OSRAM is presenting a new luminaire (called the Rollercoaster) that features transparent OLED panels. OSRAM says that they have made some significant advances and they now plan to start series-production of such panels in 2014. 

The Rollercoaster looks like a glass and metal sculpture when turned-off and has a mobius-form (and so looks like a rollercoaster). It has 30 rectangular OLED panels, each with an active area of 18x6.5 cm. The OLEDs feature an efficiency of 20 lm /W and a transparency of 57% (which they say is the highest yet for such large panels. Fraunhofer's TABOLA transparent panels, which we reviewed back in April feature 45% transparency).

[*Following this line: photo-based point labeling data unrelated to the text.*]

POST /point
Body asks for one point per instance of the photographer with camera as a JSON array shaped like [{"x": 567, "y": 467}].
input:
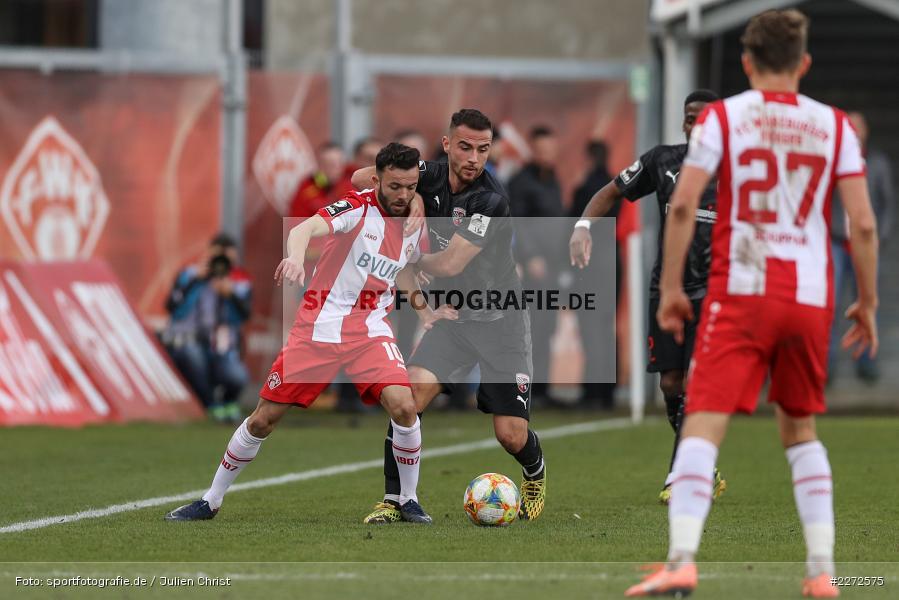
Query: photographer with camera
[{"x": 209, "y": 304}]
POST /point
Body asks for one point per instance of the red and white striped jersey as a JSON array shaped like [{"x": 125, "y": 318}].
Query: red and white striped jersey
[
  {"x": 778, "y": 156},
  {"x": 352, "y": 289}
]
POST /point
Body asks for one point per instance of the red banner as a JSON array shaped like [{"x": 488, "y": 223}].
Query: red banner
[
  {"x": 287, "y": 119},
  {"x": 75, "y": 352}
]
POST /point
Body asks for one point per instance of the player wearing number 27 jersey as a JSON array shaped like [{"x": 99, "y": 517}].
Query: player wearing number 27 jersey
[{"x": 778, "y": 156}]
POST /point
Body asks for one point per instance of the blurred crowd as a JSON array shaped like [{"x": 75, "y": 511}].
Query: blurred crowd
[{"x": 209, "y": 301}]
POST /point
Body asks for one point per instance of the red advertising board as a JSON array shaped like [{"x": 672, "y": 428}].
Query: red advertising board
[{"x": 75, "y": 352}]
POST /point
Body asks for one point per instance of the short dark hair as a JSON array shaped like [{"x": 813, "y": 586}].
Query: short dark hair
[
  {"x": 471, "y": 118},
  {"x": 360, "y": 143},
  {"x": 539, "y": 131},
  {"x": 776, "y": 39},
  {"x": 225, "y": 240},
  {"x": 701, "y": 96},
  {"x": 398, "y": 156}
]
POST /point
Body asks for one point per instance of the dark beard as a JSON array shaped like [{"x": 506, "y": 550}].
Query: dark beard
[{"x": 382, "y": 200}]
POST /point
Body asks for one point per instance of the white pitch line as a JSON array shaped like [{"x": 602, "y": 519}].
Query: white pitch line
[{"x": 555, "y": 432}]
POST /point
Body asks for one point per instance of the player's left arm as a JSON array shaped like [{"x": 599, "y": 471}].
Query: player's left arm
[
  {"x": 703, "y": 157},
  {"x": 451, "y": 261}
]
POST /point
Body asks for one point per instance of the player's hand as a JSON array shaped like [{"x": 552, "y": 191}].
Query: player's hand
[
  {"x": 290, "y": 270},
  {"x": 442, "y": 312},
  {"x": 536, "y": 268},
  {"x": 674, "y": 309},
  {"x": 223, "y": 286},
  {"x": 579, "y": 247},
  {"x": 863, "y": 332},
  {"x": 416, "y": 215}
]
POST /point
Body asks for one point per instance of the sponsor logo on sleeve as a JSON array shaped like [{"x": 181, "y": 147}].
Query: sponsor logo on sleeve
[
  {"x": 478, "y": 224},
  {"x": 632, "y": 171},
  {"x": 52, "y": 200}
]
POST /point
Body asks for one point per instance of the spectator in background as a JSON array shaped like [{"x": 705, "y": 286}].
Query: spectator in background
[
  {"x": 883, "y": 201},
  {"x": 209, "y": 304},
  {"x": 327, "y": 185},
  {"x": 594, "y": 395},
  {"x": 364, "y": 153},
  {"x": 536, "y": 197},
  {"x": 414, "y": 139},
  {"x": 496, "y": 154}
]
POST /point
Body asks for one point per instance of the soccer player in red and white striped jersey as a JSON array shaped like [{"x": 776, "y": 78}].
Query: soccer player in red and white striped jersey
[
  {"x": 342, "y": 324},
  {"x": 778, "y": 156}
]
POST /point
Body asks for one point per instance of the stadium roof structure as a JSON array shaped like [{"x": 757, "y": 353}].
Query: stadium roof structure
[{"x": 680, "y": 25}]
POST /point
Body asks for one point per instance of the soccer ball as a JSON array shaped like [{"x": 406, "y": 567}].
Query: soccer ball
[{"x": 491, "y": 499}]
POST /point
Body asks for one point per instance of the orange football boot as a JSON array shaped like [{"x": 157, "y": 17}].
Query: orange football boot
[{"x": 679, "y": 582}]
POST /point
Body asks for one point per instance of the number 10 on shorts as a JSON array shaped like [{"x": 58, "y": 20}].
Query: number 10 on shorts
[{"x": 393, "y": 353}]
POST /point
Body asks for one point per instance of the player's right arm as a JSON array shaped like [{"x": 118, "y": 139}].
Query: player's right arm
[
  {"x": 291, "y": 268},
  {"x": 863, "y": 239},
  {"x": 581, "y": 243}
]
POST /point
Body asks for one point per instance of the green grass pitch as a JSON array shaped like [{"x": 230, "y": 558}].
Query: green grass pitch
[{"x": 306, "y": 539}]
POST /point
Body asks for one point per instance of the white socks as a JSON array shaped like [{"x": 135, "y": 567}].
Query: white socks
[
  {"x": 813, "y": 490},
  {"x": 241, "y": 450},
  {"x": 691, "y": 496},
  {"x": 407, "y": 452}
]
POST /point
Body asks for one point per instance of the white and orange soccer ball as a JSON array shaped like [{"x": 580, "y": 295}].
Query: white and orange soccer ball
[{"x": 492, "y": 499}]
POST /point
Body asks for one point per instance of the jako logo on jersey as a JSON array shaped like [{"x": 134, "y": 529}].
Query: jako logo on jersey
[
  {"x": 52, "y": 199},
  {"x": 523, "y": 382},
  {"x": 274, "y": 380},
  {"x": 282, "y": 160},
  {"x": 381, "y": 267}
]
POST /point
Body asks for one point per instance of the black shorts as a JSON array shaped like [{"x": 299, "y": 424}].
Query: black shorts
[
  {"x": 502, "y": 348},
  {"x": 664, "y": 353}
]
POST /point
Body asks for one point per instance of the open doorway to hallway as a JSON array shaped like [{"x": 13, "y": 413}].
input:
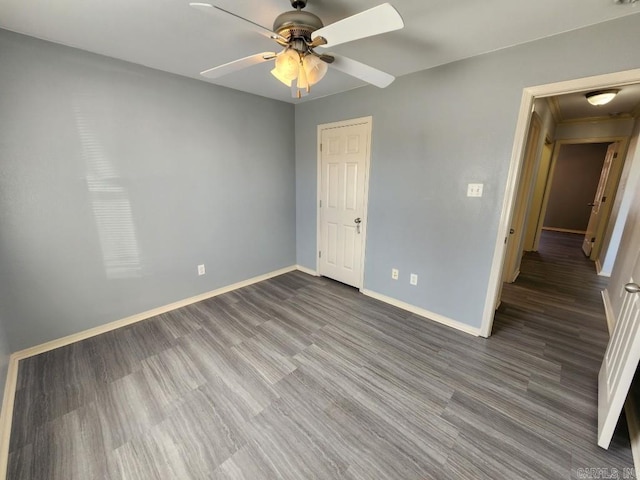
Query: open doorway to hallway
[{"x": 619, "y": 297}]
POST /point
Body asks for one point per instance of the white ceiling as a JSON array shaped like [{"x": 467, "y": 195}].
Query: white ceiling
[
  {"x": 574, "y": 106},
  {"x": 169, "y": 35}
]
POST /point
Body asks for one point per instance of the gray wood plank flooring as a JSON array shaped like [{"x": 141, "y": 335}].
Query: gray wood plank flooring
[{"x": 304, "y": 378}]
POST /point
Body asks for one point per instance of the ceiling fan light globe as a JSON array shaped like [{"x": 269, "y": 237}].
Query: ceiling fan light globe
[
  {"x": 287, "y": 65},
  {"x": 276, "y": 74},
  {"x": 314, "y": 68}
]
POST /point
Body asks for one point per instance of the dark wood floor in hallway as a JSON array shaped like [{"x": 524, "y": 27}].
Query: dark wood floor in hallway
[{"x": 303, "y": 378}]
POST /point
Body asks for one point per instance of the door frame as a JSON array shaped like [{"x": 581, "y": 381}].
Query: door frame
[
  {"x": 368, "y": 121},
  {"x": 538, "y": 205},
  {"x": 529, "y": 94},
  {"x": 513, "y": 255}
]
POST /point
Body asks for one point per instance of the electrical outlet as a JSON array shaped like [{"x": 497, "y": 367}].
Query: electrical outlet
[{"x": 474, "y": 190}]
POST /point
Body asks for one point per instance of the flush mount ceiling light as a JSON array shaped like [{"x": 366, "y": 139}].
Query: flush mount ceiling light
[
  {"x": 601, "y": 97},
  {"x": 300, "y": 33}
]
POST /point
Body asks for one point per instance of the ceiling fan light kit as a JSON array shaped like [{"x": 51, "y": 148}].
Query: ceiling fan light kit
[{"x": 298, "y": 65}]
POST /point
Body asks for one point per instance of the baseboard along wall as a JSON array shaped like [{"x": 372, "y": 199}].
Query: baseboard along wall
[{"x": 6, "y": 415}]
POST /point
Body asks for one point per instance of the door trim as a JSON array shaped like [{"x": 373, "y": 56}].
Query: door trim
[
  {"x": 529, "y": 94},
  {"x": 367, "y": 166}
]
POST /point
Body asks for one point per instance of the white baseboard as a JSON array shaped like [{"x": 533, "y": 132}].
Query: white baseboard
[
  {"x": 423, "y": 313},
  {"x": 6, "y": 415},
  {"x": 308, "y": 271},
  {"x": 515, "y": 276},
  {"x": 633, "y": 422},
  {"x": 608, "y": 310},
  {"x": 92, "y": 332}
]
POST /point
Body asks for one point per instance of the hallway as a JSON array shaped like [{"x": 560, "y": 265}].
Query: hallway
[{"x": 555, "y": 310}]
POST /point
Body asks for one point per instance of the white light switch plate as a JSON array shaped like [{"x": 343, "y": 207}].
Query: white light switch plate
[{"x": 474, "y": 190}]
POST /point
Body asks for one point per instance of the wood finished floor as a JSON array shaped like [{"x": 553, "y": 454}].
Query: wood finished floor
[{"x": 303, "y": 378}]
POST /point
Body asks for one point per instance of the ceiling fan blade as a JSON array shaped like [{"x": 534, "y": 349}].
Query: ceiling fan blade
[
  {"x": 381, "y": 19},
  {"x": 363, "y": 72},
  {"x": 214, "y": 10},
  {"x": 231, "y": 67}
]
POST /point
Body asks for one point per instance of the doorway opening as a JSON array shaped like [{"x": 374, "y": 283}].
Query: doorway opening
[
  {"x": 344, "y": 154},
  {"x": 522, "y": 174}
]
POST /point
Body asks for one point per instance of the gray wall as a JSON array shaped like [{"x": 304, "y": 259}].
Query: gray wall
[
  {"x": 117, "y": 180},
  {"x": 575, "y": 180},
  {"x": 434, "y": 132},
  {"x": 4, "y": 354}
]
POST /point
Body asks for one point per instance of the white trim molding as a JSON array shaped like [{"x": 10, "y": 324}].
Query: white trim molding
[
  {"x": 522, "y": 127},
  {"x": 6, "y": 416},
  {"x": 633, "y": 422},
  {"x": 449, "y": 322}
]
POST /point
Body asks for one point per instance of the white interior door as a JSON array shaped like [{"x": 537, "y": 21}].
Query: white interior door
[
  {"x": 620, "y": 360},
  {"x": 596, "y": 210},
  {"x": 343, "y": 164}
]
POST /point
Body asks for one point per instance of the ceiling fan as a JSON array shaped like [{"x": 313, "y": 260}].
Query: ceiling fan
[{"x": 300, "y": 33}]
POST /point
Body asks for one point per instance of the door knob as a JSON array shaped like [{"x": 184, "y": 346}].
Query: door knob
[{"x": 632, "y": 288}]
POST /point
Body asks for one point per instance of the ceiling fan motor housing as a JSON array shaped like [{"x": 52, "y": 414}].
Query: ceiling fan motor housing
[{"x": 297, "y": 24}]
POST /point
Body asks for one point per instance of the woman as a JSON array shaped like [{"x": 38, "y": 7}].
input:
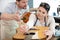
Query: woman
[{"x": 43, "y": 19}]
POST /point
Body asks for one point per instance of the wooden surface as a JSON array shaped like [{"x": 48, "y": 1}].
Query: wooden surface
[{"x": 40, "y": 30}]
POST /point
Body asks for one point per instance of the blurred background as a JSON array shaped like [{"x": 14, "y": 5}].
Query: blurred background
[{"x": 55, "y": 5}]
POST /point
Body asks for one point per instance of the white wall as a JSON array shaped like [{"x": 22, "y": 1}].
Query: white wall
[
  {"x": 4, "y": 3},
  {"x": 53, "y": 4}
]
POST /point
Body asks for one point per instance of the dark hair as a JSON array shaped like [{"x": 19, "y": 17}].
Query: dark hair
[
  {"x": 45, "y": 5},
  {"x": 18, "y": 0}
]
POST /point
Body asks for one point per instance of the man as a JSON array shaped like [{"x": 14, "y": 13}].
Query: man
[
  {"x": 10, "y": 17},
  {"x": 18, "y": 7}
]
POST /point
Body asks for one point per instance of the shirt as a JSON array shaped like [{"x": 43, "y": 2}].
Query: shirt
[{"x": 12, "y": 8}]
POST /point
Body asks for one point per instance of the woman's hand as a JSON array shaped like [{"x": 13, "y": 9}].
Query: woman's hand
[{"x": 48, "y": 33}]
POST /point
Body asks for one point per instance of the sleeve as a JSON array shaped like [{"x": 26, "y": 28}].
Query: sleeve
[
  {"x": 52, "y": 25},
  {"x": 31, "y": 21},
  {"x": 8, "y": 9}
]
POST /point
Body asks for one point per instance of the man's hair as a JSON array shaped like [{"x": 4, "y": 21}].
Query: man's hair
[
  {"x": 18, "y": 0},
  {"x": 45, "y": 5}
]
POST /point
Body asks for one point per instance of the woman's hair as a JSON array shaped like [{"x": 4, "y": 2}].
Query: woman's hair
[{"x": 45, "y": 5}]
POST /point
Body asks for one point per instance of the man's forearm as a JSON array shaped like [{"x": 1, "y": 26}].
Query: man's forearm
[{"x": 6, "y": 16}]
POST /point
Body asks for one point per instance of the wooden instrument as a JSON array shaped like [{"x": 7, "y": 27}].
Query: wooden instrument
[
  {"x": 25, "y": 17},
  {"x": 40, "y": 31}
]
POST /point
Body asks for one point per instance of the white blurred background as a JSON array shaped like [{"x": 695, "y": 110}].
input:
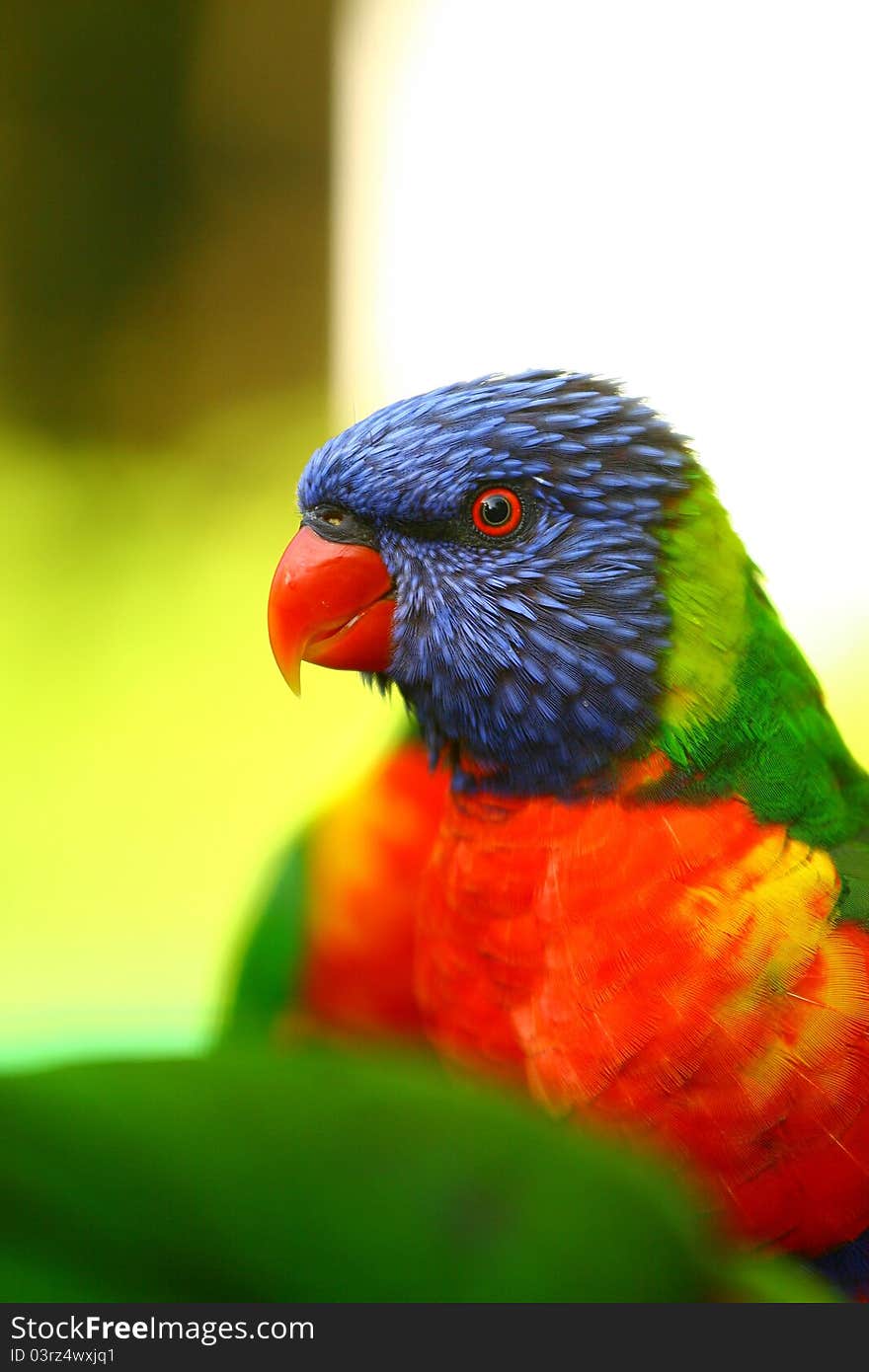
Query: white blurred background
[{"x": 671, "y": 193}]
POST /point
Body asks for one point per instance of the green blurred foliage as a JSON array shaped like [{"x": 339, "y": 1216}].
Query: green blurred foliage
[
  {"x": 331, "y": 1176},
  {"x": 153, "y": 757},
  {"x": 165, "y": 186}
]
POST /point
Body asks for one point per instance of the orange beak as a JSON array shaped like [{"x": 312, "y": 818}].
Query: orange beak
[{"x": 330, "y": 604}]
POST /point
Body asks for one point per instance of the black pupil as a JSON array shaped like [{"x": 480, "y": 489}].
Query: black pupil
[{"x": 496, "y": 509}]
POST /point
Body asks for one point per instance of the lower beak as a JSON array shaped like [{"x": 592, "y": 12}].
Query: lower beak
[{"x": 330, "y": 604}]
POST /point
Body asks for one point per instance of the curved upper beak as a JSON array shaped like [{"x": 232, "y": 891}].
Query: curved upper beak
[{"x": 330, "y": 604}]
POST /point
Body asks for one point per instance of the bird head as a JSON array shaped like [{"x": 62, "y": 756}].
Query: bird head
[{"x": 493, "y": 549}]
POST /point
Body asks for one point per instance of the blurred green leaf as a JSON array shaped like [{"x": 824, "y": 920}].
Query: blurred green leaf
[{"x": 331, "y": 1176}]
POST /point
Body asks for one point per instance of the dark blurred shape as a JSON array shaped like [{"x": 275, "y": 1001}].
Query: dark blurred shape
[
  {"x": 166, "y": 197},
  {"x": 335, "y": 1176}
]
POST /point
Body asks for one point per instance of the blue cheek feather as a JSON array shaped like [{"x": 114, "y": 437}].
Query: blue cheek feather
[{"x": 533, "y": 658}]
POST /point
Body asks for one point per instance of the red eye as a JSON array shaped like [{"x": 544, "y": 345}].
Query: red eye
[{"x": 497, "y": 512}]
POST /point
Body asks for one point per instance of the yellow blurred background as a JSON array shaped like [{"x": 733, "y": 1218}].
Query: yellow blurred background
[{"x": 486, "y": 186}]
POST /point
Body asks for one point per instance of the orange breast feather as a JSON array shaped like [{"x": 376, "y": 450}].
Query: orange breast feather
[{"x": 669, "y": 967}]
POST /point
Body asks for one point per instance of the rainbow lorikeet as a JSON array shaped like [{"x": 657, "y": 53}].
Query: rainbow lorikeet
[{"x": 637, "y": 881}]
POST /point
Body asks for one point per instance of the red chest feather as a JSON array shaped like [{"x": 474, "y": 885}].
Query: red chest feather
[{"x": 671, "y": 967}]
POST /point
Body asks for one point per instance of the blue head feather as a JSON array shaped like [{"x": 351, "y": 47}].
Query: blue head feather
[{"x": 531, "y": 657}]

The transparent panels were produced at OSRAM's pilot line at Regensburg and were developed as part of the TOPAS project. This is a bit strange as TOPAS uses phosphorescent OLEDs, and so we would have assumed they'd be more efficient (more on this below). The German government has initiated a follow-up project in 2010 (which will run till September 2013) called GENESIS that aims to scale down to manufacture-compliant processes and substrate sizes. The current panels use glass substrates made by Saint-Gobain (based on the new Silverduct technology, and these enable lower cost production compared to earlier processes).

OSRAM currently offers square (119x119 mm) Orbeos SDW-058 panels, their second-gen panels which feature 40 lm/W (up from around 25 lm/W in the first generation, and 20 lm/W on those transparent panels).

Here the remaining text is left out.